Blacks are not free. The black liberation movement is thus a continuum of struggles, where each discrete movements sets the stage and makes possible the next round in the liberation movement. Accordingly, the defeat of slavery was a prerequisite for the battle against Jim Crow Racism, while the legal battles of the thirties and forties made possible the Civil Rights Movement of the fifties and sixties; and these struggles set the stage for the battle against neoliberal capitalism, structural racism and thick injustice. In this blog, I use a theoretical framework based on three interactive concepts: freedom, black positionality in the economy, and black underdevelopment.

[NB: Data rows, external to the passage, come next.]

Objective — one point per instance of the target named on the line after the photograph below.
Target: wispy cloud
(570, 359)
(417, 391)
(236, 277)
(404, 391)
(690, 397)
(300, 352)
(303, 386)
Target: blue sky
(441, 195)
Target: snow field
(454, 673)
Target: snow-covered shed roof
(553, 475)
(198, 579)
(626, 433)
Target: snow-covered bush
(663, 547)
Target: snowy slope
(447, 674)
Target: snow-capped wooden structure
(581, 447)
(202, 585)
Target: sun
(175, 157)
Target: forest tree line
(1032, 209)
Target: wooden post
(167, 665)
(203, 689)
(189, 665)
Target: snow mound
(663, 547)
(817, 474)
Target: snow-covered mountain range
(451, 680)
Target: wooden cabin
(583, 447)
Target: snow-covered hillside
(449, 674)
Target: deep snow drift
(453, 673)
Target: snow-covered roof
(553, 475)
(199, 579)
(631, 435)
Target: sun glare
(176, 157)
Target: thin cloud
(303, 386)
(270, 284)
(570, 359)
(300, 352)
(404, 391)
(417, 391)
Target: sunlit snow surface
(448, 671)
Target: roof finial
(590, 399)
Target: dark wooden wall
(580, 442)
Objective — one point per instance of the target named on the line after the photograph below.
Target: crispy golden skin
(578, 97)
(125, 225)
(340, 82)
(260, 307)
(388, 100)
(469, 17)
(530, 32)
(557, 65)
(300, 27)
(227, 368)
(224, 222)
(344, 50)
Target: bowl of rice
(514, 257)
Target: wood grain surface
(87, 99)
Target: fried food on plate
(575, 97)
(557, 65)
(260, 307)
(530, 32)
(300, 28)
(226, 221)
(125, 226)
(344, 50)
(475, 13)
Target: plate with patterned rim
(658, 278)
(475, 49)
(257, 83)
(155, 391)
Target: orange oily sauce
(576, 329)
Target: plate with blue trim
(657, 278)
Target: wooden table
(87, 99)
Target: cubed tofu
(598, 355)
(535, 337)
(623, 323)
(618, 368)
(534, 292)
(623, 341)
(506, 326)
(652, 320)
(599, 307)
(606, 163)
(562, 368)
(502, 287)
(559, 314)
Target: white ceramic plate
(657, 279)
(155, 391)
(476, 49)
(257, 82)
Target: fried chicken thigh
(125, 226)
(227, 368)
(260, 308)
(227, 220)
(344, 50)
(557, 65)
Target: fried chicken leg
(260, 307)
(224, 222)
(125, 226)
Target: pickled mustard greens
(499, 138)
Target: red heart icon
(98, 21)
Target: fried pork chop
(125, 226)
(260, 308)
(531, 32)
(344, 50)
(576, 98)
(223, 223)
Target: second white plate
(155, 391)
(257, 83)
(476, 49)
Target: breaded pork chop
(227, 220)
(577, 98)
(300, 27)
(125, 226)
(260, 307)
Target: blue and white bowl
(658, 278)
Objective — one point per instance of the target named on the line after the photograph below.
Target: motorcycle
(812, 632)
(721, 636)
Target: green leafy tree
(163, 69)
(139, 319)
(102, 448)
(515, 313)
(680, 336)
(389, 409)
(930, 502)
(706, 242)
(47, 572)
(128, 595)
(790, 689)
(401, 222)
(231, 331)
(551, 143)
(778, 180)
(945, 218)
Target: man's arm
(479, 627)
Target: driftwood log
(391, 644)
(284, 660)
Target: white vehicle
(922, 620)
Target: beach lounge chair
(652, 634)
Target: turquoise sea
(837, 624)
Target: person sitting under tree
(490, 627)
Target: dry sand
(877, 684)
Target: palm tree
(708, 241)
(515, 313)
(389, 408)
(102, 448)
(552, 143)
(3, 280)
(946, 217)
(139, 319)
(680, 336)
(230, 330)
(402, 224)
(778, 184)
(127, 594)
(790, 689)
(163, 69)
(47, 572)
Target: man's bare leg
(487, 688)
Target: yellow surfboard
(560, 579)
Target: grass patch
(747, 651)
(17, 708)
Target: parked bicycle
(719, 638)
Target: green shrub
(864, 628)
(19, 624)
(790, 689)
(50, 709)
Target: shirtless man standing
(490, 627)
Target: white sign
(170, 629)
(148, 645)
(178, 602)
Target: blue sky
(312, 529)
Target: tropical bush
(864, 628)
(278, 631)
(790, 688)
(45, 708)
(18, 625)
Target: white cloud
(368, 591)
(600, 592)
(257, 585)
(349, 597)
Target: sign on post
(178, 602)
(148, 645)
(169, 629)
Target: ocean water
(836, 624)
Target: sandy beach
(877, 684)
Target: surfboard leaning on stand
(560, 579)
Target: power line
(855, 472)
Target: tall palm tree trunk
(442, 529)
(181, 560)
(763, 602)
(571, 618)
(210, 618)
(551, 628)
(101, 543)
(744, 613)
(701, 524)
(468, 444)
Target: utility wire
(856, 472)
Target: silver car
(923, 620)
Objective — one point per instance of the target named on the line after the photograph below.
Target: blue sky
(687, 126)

The thesis is that black subordination in the American hierarchy is based on the interplay of their three factors, operating within the context of structural racism and thick injustice.
Freedom
Freedom is one of those shadowy terms that needs to be carefully defined. In a 2005 report to the U.N., Kofi Annan, then Secretary- General, conceptualized the goals of the Millennium Declaration as the larger freedom; a concept that included food security, social justice, education, work, social well-being, and life without fear or want. Annan’s use of the phrase—in larger freedom—suggest that freedom is a duality composed of two dimensions—smaller and larger freedoms. I argue that the smaller freedom refers to political and democratic rights, including free speech, spatial mobility, gender equality, Gay Rights, and equal treatment under the law, including the right to vote. The larger freedom refers to the right to a living wage; good, affordable housing; quality education; food security; social security, physical, social and mental well-being, and the right to live in a healthy neighborhood without fear of crime and violence. These two dimensions of freedom are interactive, with the smaller freedom being a requisite for obtaining the larger freedom, although securement of the smaller freedom does not automatically mean people will obtain their larger freedom. Only when a people possess both the smaller and larger freedoms are they truly free or liberated.

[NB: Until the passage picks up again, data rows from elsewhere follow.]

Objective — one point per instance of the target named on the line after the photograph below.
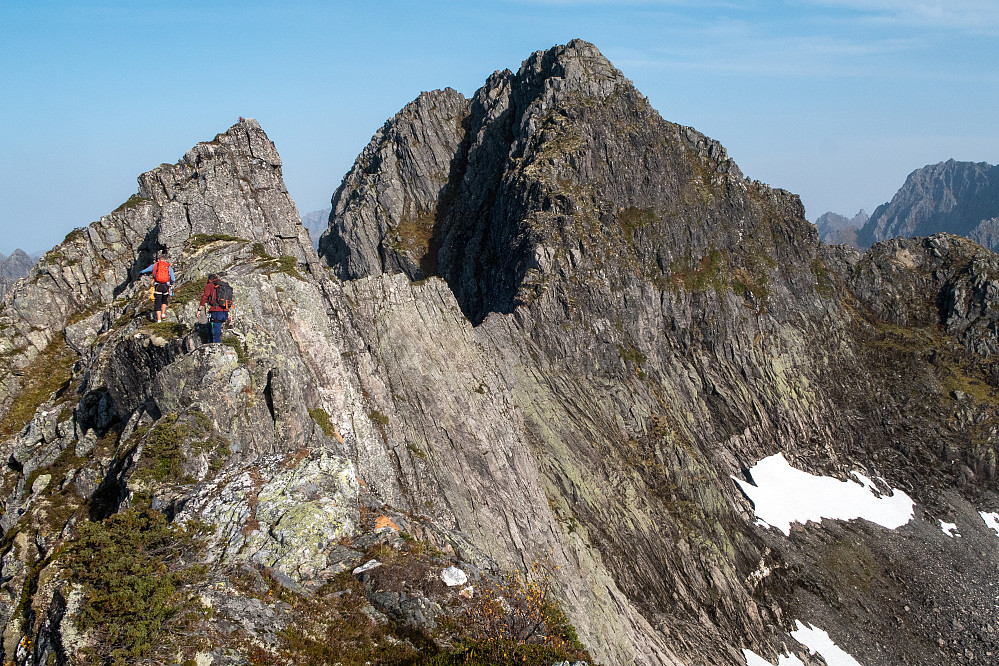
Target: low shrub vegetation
(136, 570)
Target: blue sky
(834, 100)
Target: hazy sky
(835, 100)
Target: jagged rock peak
(530, 168)
(383, 209)
(954, 197)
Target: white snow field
(784, 495)
(817, 642)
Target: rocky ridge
(955, 197)
(836, 229)
(553, 325)
(12, 269)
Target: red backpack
(161, 271)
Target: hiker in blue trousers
(218, 296)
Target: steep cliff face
(554, 328)
(678, 323)
(954, 197)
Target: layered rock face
(546, 325)
(955, 197)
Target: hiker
(162, 273)
(218, 296)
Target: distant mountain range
(837, 229)
(961, 198)
(316, 223)
(13, 268)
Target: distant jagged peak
(578, 66)
(950, 196)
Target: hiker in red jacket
(162, 284)
(218, 296)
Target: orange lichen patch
(385, 521)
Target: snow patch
(991, 519)
(950, 529)
(817, 642)
(783, 495)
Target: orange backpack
(161, 271)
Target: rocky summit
(13, 268)
(954, 197)
(519, 408)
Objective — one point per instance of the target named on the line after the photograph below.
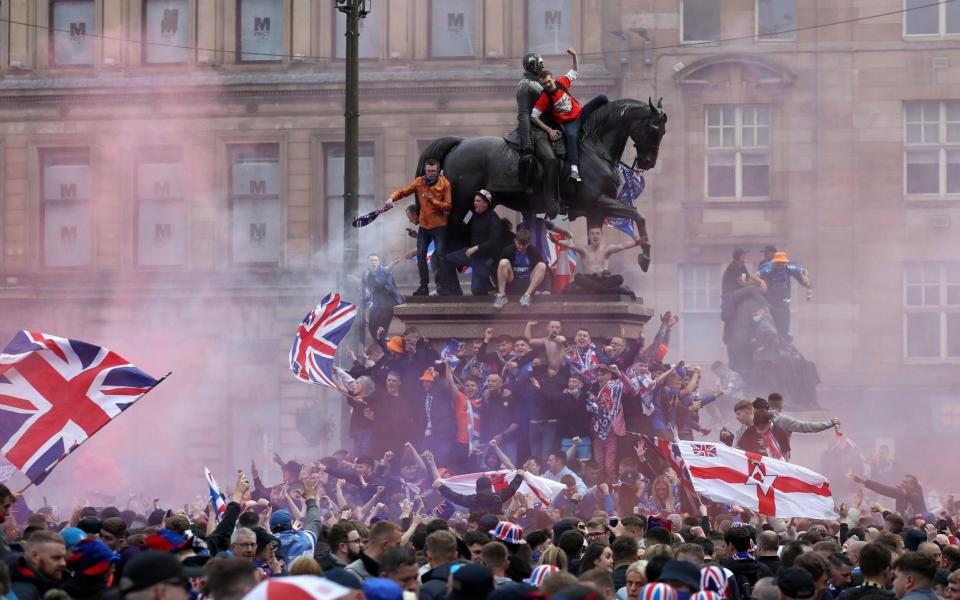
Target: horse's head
(646, 126)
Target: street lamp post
(354, 10)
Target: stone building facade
(171, 172)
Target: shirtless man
(552, 343)
(594, 268)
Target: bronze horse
(491, 163)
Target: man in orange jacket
(434, 197)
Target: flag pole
(49, 469)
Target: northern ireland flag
(765, 485)
(541, 487)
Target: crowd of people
(392, 529)
(520, 399)
(385, 519)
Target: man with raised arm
(594, 269)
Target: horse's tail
(438, 149)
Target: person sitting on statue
(521, 269)
(558, 103)
(594, 265)
(434, 196)
(528, 92)
(380, 294)
(777, 273)
(485, 239)
(738, 284)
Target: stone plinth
(467, 317)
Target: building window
(932, 148)
(257, 214)
(369, 43)
(161, 208)
(453, 28)
(373, 234)
(66, 197)
(73, 30)
(738, 151)
(166, 35)
(260, 24)
(700, 312)
(932, 311)
(777, 19)
(922, 17)
(700, 20)
(549, 26)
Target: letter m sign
(68, 191)
(261, 24)
(68, 234)
(258, 232)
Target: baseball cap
(681, 571)
(486, 195)
(471, 582)
(796, 583)
(151, 567)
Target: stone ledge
(468, 317)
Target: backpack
(560, 87)
(294, 544)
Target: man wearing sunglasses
(153, 574)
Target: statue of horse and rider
(522, 172)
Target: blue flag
(633, 185)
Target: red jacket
(435, 200)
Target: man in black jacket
(521, 269)
(768, 546)
(909, 494)
(485, 500)
(441, 556)
(746, 570)
(41, 567)
(875, 566)
(485, 244)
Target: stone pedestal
(467, 317)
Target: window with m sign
(73, 32)
(161, 210)
(166, 31)
(261, 30)
(452, 28)
(549, 26)
(66, 194)
(257, 214)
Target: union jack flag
(55, 393)
(315, 345)
(706, 450)
(670, 452)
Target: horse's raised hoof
(643, 259)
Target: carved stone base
(467, 317)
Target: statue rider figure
(528, 91)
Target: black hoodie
(485, 500)
(27, 583)
(746, 572)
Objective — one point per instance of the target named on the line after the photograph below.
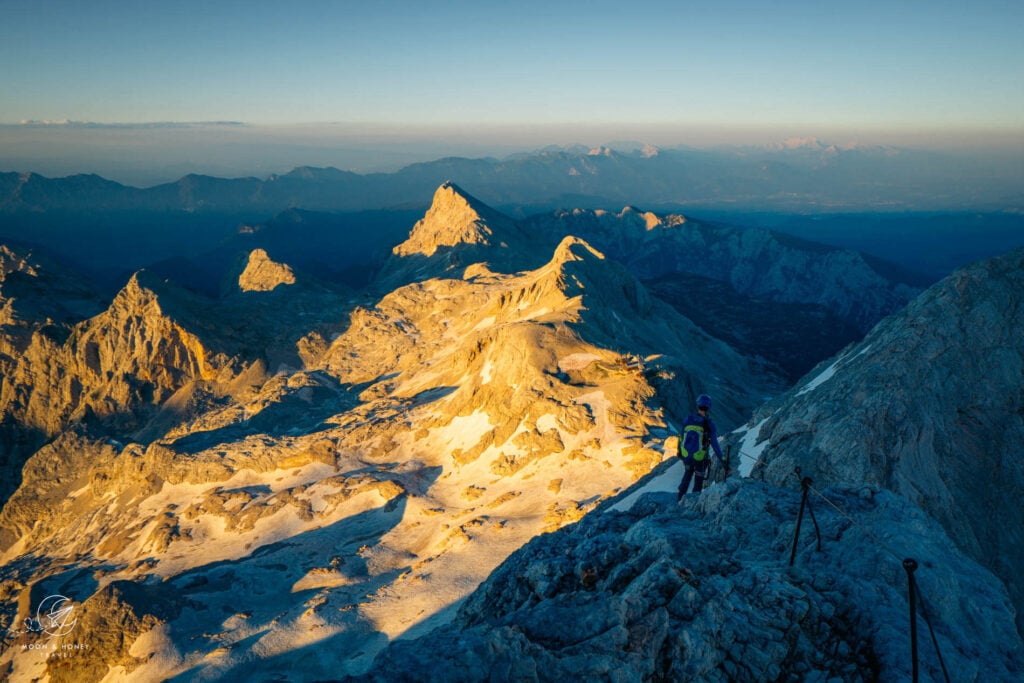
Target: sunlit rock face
(929, 404)
(279, 481)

Positionality of blacks in the Economy
The United States is a hierarchical society, and it is the location and role of blacks in the economy determines their life course, chances and outcomes, and it defines their social relations to other socio-racial groups in society. This positionality of blacks at the bottom rung of the socioeconomic order is the foundation upon which their subordinate status in the United States is based. Within this scheme of conceptualization, blacks were brought to America to work as slaves in country’s most strategic industry—the cotton industry. They were situated at the bottom of the socio-economic order during the slave epoch, and they have been there ever since.
Black Underdevelopment
The concept of black underdevelopment was developed by Walter Rodney, Manning Marable and Clyde Woods. It refers to the brutal and systematic effort to keep blacks powerless and under-educated and to keep their communities weak with limited resources and a fragile organizational and institutional social infrastructure. The goal is to keep blacks from acquiring the critical consciousness, sociopolitical collective efficacy, and resource base needed to win their freedom. Manning Marable, for example, argued that the underdevelopment of African Americans was a requisite for the development of the U.S. political economy.
Using this framework, I will explore the black struggle during four periods in American history. Before proceeding, I want to acknowledge that determining historical periods is a tricky business; in my determination of these four periods, I sought to capture the prime socioeconomic forces driving the development of the United States over time, and locate the black struggle within that moment. These periods are (1) The Slave Epoch [1619 to 1865=246 years]; the Industrializing Age (1866 – 1899 = 33 Years); the Urban Age (1900 – 1950=50 years); and the Age of Neoliberalism (1951-2015=64 years).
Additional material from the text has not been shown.